Redwoods and Hard Drives

Redwood National Forest - Big Tree
So, a few weeks ago I got a chance to visit Northern California and Southern Oregon.  Some of the most beautiful country I’ve seen.  In my week-and-a-half of hiking, mineral baths, good beer, grass-fed beef, and other great endeavors I got a chance to visit the Redwood National Park and the state parks along the Northern Pacific Coast of California where the great trees reside.  A redwood tree can live to be 2,000 years old, if permitted to do so.  Redwoods are almost impervious to fire, because of their mass, so a whole forest would never go up in flames as easily as the other pine and fir-covered lands that make up Northern California.  These groves had to have been thousands of years old.

The famous library of Alexandria, Egypt was a great collection of knowledge.  The ancients gathered thought throughout the lands of Alexander’s conquests and eventually it became the first research institute.  Theories, ideas, and concepts were tested and developed.  One of these thinkers, Aristarchus of Samos had a curious idea that the Earth traveled around the Sun as documented by Archimedes.  Of course we do not have access to Aristarchus’ original scrolls.  Several times the library was consumed in flames and much of the knowledge generated by the greatest thinkers of the ancient world was lost.  It wasn’t until about a thousand or more years later that Copernicus came to this same conclusion; the redwoods kept growing.

Lately I’ve been daydreaming about the trees or contemplating something Carl Sagan said on a Cosmos episode and every once in a while I think about where we are today.  I think about hard drives and the fact that the Library of Congress is archiving our Twitter feeds.  Not to say that all the best and brightest use Twitter, but it is an example of where we are today.  It is a snapshot of our collective history.   The World Wide Web, in which Twitter inhabits, is too.  That and a repository of knowledge.  The trees are touching the sky.

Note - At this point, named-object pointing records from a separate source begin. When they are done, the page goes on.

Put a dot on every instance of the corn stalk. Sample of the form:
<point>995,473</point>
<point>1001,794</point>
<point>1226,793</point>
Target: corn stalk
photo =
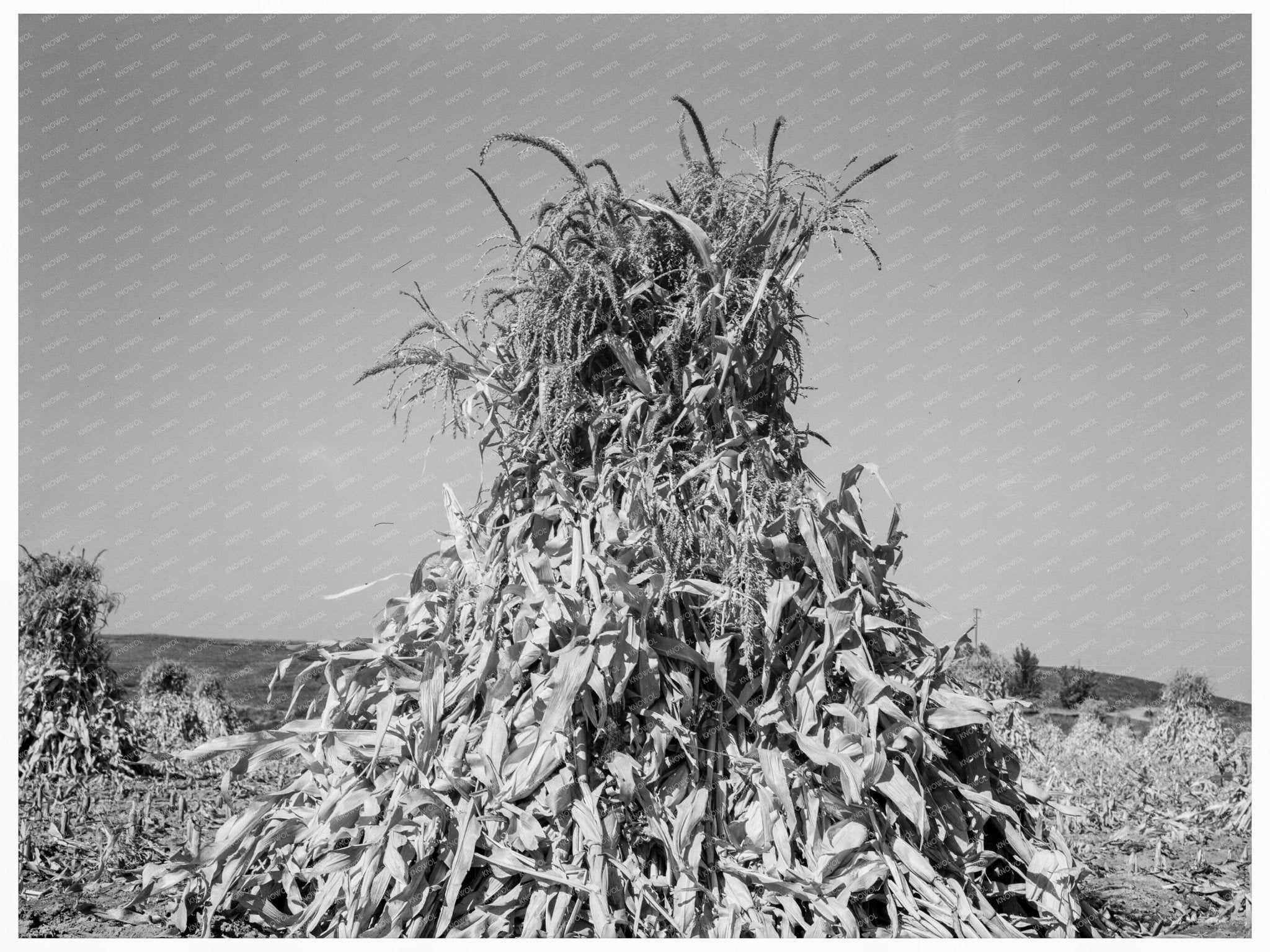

I see a lot of push away from the static (and flammable) printed page to the dynamic world of the digital media.  Information is readily available but easily changes with the click of a mouse button.  Take Wikipedia for example as a constantly-evolving database of information. But alas, the internet is a large array of interconnected computers and all this knowledge, all this history, is stored on devices that require a flow of electrical current to perform.  The redwoods require water and sunlight.

Say that the human population was wiped out by disease, war, disaster and famine (you know, the typical stuff) and some alien race happened upon our planet.  A curious race that is in to planetary archeology.  Go along with me here.  How readily available would our hard drives be to these visitors?  Would they have the technology to decode our zeros and ones.  They would probably still see the trees (unless we removed them all).

Hammurabi’s code was written in stone that we have unearthed.  In the distant future will our digital world be as easily extracted?  Will our systems sustain our own disasters?  I think in many ways that our ideas are as fragile as those that sat in the library of Alexandria.  Our knowledge is fleeting, as are we; only nature perpetuates.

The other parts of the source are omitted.